Mistake #1 Prioritizing being liked

Unconsciously, managers without leadership habits will often seek, above all else, to be liked. Rather than holding people accountable, they let them off the hook. They give non-performers the uneasy feeling that everything’s fine. They seek approval rather than respect. This leads to a lack of trust in the workplace, the most common “issue” on employee surveys.

Mistake #2 Playing amateur psychotherapist

Managers make the mistake of trying to manage their people’s emotions and their personalities. They try to “take care” of their most upset people, not in the name of better communication and understanding, but in the name of containing dissent and being liked. This leads to poor time management and a lot of ineffective amateur psychotherapy. It also encourages employees to take a more immature position in their communication with management, almost an attempt to be re-parented by a supervisor rather than having an adult-to-adult relationship. The supervisor is responsible for the relationship being a mature one.
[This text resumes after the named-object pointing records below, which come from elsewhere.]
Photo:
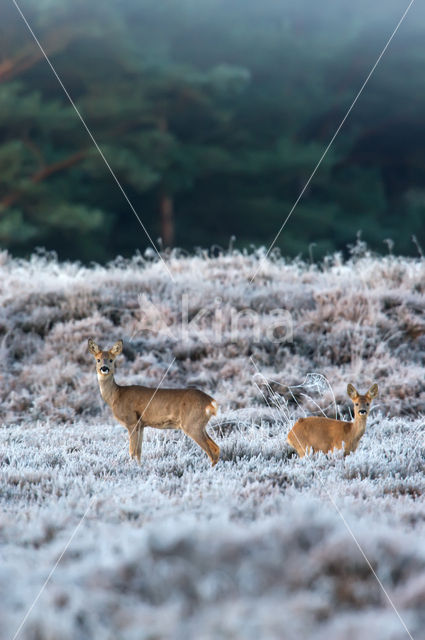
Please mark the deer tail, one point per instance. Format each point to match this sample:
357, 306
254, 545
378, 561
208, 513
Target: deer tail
212, 408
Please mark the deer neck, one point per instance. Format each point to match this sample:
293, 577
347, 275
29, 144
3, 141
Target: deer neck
359, 424
108, 388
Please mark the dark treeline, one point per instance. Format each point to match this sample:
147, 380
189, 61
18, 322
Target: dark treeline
213, 115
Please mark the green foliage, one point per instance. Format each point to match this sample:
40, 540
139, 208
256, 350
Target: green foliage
223, 107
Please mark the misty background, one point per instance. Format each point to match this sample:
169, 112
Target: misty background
213, 115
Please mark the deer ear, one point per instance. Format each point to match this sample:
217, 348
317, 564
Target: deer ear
352, 391
373, 391
93, 347
116, 349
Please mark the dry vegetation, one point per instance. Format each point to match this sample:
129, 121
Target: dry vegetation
254, 548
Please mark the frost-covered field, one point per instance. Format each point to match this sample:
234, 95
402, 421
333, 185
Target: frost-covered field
264, 544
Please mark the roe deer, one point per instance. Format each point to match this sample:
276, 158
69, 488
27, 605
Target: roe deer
137, 407
325, 434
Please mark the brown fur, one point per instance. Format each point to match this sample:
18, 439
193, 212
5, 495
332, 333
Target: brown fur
137, 407
317, 433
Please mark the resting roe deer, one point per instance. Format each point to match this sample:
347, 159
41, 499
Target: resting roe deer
137, 407
324, 434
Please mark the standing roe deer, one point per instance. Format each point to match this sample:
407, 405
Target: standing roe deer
324, 434
137, 407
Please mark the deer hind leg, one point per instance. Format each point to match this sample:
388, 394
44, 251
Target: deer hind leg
136, 439
199, 434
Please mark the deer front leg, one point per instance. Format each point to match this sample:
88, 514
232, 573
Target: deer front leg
200, 436
135, 444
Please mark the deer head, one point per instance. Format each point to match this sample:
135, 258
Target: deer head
105, 360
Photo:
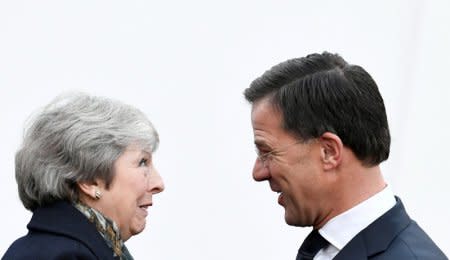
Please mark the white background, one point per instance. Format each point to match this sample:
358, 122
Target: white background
186, 64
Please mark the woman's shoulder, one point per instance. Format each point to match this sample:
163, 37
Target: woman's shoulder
38, 245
Mistake #3 Living in the past

Managers often, quite unconsciously, allow team meetings and one-on-one conferences to focus excessively on the past. The constant return to how things used to be and why things were easier back then demoralizes the team. Unnecessarily long periods of time are spent hashing out, venting and reviewing breakdowns and mistakes. This is done at the expense of the future. It is also done at the expense of optimism and morale and a sense of good orderly direction.

Mistake #4 Apologizing for change

Managers who apologize for any and all changes the team must accommodate are sowing the seeds of low morale and discouragement. Every time they introduce a new policy, product, system, rule or project, they apologize for it. They convey the idea that change is harmful to the well-being of the team and that change is something we would hope someday to not have to suffer so much of. This is done with the motivation of seeming compassionate, and being liked, but it results in creating a team of victims, and it dramatically lengthens the time it takes to assimilate and become comfortable with a change.

Mistake #5 Running down Upper Management

This is a huge temptation. To overtly, or subtly, distance yourself from your own superiors. This is done to win favor and create bonding at the victim level with the team, but it eventually damages the confidence of the team. It sends three messages that are very damaging to morale and productivity: 1) this organization can’t be trusted, 2) our own management is against us and 3) I, myself, as a manager and as a person, am weak and powerless.

This leads to an unpleasant but definite kind of bonding but it also leads to deep trust problems and further disrespect for the integrity of the organization. Running down upper management can be done covertly (a rolling of the eyes at the mention of the CFO’s name) or overtly (“I don’t know why we’re doing this, no one ever consults with me on company policy, probably because they know I’d disagree.”) This mistake is deepened by the repeated use of the word “they.” (“They want us to start....” “I don’t know why they are having us do it this way...” “They don’t understand what you guys are going through here...” “They, they, they...”). The word “they” used in excess soon becomes a near-obscenity and solidifies the impression that we are isolated, misunderstood victims.

Mistake #6 Refusing to be an Optimist

This is the most fundamental of all the mistakes. It runs through each of the previous five. It is a position, a pose, taken by the manager of not being optimistic about the future of the organization, and therefore, the future of the team. It is a refusal to prepare for team meetings by learning the rationale behind the latest company decisions. It is a refusal to take a stand for the success of the enterprise. It is a refusal to be an advocate for the organization’s ongoing strategy. It is also an exaggerated tendency to acknowledge and agree with every issue’s downside without standing up for the upside. Sometimes optimism is a lonely and courageous position to take, which is why most managers don’t do it. The sad thing is, it is what the team wants and needs the most from its leader.